Grand juries of officer-involved shootings in February and March returned no “true bill.” Another grand jury held in October also returned a no true bill. Of the five fatal police shootings this year, three have been adjudicated and two are outstanding.

“The investigation for an officer-involved shooting is not done in a vacuum,” Davis reassured. “It’s good that we have this oversight. People in the community need to know that the police officers involved in the shootings are not just having their cases whitewashed in an investigation. There has to be oversight so people feel comfortable with the process. It’s also in the officers’ best interest to have the additional reviews exonerating them and indicating that the shootings were justifiable.

The SJPD
Begun in 1849, the San Jose Police Department is recognized worldwide for development of state-of-the-art policing techniques and strong leadership, achieving an enviable reputation for its public services.

It’s considered an ultra modern department, widely respected by other departments in the country. It traces its origins to night patrols in the Spanish colonial era in the 18th century.

The 155-year-old department has lost 11 police officers in the line of duty.

It was the first to start community policing and numerous operational, fiscal and technological programs that have placed it at the top of the profession.

The department has almost 1,400 officers, with about 400 non sworn officers, meaning about 1,800 people work for the department in the bureau of investigations, bureau of field operations (includes patrol officers, horse mounted unit, air support unit and swap teams), the bureau of technical services (dispatchers and records) and bureau of administration which oversees the department’s training, personnel and fiscal units.

The San Jose Police Officers’ Association, founded in 1962, is the department’s full-fledged labor organization.

The department usually runs a police academy every year, but because of a lack of funding it hasn’t run an academy for 18 months. Many positions were frozen to save money. A first academy will begin in January of 2005.

Top-step police officers with a college degree and with three years of service make about $90,000.

In March of 2002, San Jose residents passed Measure O by a 72 percent majority vote. The bond appropriated $159 million to build new fire stations and police service centers, upgrade the 911 system and build training facilities. The most significant change is the proposed south valley police substation, which will likely be fully self-supportive and staffed with uniformed, investigative and support personnel.

There’s no single crime that Davis says he’s trying to tackle exclusively. He considers all crimes equally heinous.

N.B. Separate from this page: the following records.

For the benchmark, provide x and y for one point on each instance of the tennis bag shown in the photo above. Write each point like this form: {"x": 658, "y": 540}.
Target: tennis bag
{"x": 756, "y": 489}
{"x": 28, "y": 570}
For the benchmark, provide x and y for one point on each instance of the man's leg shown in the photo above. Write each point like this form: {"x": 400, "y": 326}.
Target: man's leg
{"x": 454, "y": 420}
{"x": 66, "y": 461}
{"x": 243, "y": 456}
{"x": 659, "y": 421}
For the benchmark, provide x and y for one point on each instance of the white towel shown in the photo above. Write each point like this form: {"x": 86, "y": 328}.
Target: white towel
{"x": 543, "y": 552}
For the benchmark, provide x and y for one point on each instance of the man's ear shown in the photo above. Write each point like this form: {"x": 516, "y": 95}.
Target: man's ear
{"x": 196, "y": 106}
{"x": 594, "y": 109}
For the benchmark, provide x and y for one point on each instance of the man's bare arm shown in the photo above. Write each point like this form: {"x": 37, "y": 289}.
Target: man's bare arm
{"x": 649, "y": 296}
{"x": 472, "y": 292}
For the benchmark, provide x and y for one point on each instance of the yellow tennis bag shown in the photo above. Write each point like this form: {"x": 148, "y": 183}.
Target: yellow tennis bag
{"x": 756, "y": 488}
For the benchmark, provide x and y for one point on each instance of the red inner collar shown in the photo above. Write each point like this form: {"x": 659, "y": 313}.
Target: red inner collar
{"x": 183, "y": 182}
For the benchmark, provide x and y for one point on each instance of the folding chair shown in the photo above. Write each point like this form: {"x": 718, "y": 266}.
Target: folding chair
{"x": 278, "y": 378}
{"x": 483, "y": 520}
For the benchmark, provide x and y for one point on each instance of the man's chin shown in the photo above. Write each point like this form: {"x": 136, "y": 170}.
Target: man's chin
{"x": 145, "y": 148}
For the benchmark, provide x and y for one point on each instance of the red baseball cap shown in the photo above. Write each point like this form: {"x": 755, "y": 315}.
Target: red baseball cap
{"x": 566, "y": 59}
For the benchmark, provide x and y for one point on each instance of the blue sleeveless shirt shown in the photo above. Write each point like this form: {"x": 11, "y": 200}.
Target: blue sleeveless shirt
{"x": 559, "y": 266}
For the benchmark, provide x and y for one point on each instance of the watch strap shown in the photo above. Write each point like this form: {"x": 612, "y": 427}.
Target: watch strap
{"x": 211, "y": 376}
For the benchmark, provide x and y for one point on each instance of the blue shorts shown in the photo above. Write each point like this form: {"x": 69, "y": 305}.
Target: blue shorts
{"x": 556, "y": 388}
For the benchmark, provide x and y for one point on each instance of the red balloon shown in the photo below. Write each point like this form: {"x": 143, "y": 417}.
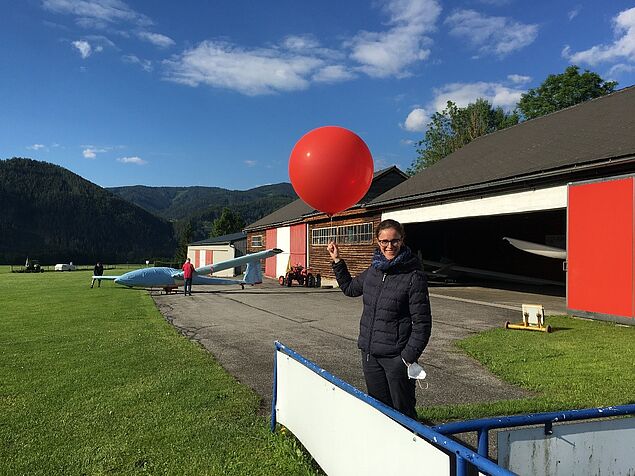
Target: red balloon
{"x": 331, "y": 169}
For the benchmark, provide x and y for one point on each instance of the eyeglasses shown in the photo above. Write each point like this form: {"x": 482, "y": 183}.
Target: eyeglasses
{"x": 384, "y": 243}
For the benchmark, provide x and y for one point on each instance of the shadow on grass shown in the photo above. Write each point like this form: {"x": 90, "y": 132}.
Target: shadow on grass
{"x": 559, "y": 329}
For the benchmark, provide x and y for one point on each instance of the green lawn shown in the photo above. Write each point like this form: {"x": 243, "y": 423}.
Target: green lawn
{"x": 582, "y": 364}
{"x": 95, "y": 381}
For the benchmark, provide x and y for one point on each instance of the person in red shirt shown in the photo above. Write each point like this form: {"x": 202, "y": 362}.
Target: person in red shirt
{"x": 188, "y": 271}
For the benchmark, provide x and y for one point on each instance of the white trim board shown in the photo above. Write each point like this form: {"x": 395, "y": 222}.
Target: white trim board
{"x": 530, "y": 201}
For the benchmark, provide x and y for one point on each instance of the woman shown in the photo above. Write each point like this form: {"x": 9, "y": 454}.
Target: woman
{"x": 396, "y": 321}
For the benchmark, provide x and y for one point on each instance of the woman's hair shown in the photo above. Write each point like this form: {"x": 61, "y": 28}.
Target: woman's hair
{"x": 390, "y": 224}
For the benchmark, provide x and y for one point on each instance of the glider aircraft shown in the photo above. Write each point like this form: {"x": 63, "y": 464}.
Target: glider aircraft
{"x": 171, "y": 278}
{"x": 537, "y": 248}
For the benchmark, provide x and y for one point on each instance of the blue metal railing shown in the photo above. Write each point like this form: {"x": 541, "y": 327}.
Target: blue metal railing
{"x": 483, "y": 425}
{"x": 464, "y": 456}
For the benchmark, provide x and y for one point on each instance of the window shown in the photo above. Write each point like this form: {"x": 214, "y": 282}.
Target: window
{"x": 322, "y": 236}
{"x": 256, "y": 241}
{"x": 345, "y": 234}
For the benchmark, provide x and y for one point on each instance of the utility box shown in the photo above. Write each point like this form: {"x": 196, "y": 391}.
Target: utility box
{"x": 600, "y": 245}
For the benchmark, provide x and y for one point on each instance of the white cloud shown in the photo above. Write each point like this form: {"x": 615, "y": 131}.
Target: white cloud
{"x": 156, "y": 39}
{"x": 301, "y": 42}
{"x": 618, "y": 69}
{"x": 622, "y": 49}
{"x": 574, "y": 12}
{"x": 250, "y": 72}
{"x": 391, "y": 52}
{"x": 91, "y": 152}
{"x": 499, "y": 36}
{"x": 133, "y": 59}
{"x": 417, "y": 120}
{"x": 97, "y": 13}
{"x": 518, "y": 78}
{"x": 84, "y": 48}
{"x": 132, "y": 160}
{"x": 333, "y": 74}
{"x": 463, "y": 94}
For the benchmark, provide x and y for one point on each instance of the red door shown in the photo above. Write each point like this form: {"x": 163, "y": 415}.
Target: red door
{"x": 600, "y": 248}
{"x": 298, "y": 244}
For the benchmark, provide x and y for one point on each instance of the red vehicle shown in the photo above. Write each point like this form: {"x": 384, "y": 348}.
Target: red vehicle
{"x": 304, "y": 277}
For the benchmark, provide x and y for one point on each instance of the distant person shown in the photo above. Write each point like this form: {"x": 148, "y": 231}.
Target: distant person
{"x": 98, "y": 270}
{"x": 396, "y": 320}
{"x": 188, "y": 271}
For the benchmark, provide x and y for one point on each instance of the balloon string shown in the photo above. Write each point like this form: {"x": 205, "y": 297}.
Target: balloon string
{"x": 334, "y": 235}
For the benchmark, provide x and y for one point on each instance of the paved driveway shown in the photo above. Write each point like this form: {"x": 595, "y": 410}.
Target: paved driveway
{"x": 239, "y": 328}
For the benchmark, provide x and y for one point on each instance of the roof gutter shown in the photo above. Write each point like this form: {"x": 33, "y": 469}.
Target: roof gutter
{"x": 503, "y": 182}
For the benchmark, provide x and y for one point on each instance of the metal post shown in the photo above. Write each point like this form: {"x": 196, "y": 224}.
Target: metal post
{"x": 274, "y": 393}
{"x": 461, "y": 466}
{"x": 483, "y": 442}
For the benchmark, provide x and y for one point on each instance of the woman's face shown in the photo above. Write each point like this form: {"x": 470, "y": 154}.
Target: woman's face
{"x": 389, "y": 241}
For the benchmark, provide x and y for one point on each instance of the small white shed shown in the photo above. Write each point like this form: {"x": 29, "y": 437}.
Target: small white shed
{"x": 217, "y": 249}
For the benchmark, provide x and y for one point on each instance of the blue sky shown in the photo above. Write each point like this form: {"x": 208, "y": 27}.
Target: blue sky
{"x": 216, "y": 93}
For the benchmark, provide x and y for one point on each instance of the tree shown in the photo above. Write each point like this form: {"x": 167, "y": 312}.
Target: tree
{"x": 228, "y": 222}
{"x": 452, "y": 128}
{"x": 563, "y": 90}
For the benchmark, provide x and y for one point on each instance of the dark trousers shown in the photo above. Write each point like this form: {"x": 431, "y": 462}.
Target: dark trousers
{"x": 188, "y": 286}
{"x": 387, "y": 381}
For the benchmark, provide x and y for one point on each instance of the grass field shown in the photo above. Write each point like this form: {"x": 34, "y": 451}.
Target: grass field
{"x": 94, "y": 383}
{"x": 98, "y": 382}
{"x": 582, "y": 364}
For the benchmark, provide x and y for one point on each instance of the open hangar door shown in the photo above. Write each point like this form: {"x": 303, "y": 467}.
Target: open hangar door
{"x": 477, "y": 242}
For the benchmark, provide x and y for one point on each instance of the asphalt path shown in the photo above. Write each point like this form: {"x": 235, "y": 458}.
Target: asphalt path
{"x": 239, "y": 328}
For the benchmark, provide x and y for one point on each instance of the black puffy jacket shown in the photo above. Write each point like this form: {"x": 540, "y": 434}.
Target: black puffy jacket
{"x": 396, "y": 319}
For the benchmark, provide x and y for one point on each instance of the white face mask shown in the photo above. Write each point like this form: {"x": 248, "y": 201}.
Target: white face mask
{"x": 416, "y": 371}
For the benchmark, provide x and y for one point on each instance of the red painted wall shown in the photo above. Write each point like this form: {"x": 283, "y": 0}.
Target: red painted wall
{"x": 270, "y": 263}
{"x": 298, "y": 244}
{"x": 600, "y": 248}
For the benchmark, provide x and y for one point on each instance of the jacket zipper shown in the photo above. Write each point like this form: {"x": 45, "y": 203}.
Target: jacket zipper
{"x": 372, "y": 324}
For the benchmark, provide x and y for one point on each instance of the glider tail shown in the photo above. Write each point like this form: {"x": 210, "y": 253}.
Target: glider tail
{"x": 253, "y": 274}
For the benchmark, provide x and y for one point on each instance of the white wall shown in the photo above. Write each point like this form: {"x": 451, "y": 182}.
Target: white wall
{"x": 533, "y": 200}
{"x": 219, "y": 253}
{"x": 283, "y": 241}
{"x": 344, "y": 434}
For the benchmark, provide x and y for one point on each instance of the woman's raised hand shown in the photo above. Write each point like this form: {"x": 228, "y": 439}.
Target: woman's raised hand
{"x": 334, "y": 251}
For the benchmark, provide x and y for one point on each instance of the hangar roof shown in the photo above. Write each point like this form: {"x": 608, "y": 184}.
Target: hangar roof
{"x": 295, "y": 211}
{"x": 591, "y": 132}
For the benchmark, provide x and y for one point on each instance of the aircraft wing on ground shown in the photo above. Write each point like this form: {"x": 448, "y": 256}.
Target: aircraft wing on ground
{"x": 233, "y": 263}
{"x": 537, "y": 248}
{"x": 450, "y": 270}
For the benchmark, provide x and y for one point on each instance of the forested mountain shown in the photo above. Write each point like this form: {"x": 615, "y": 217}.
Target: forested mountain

After more thought, he offers domestic violence and Internet crimes against children as the most pressing, with the department taking a lead in the country on the latter holding a national conference last June setting the standard on what law enforcement agencies across the country can do to combat the problem. He also cited an increase in identity theft crimes and elderly physical and financial abuse. He’s also concerned about hate crimes.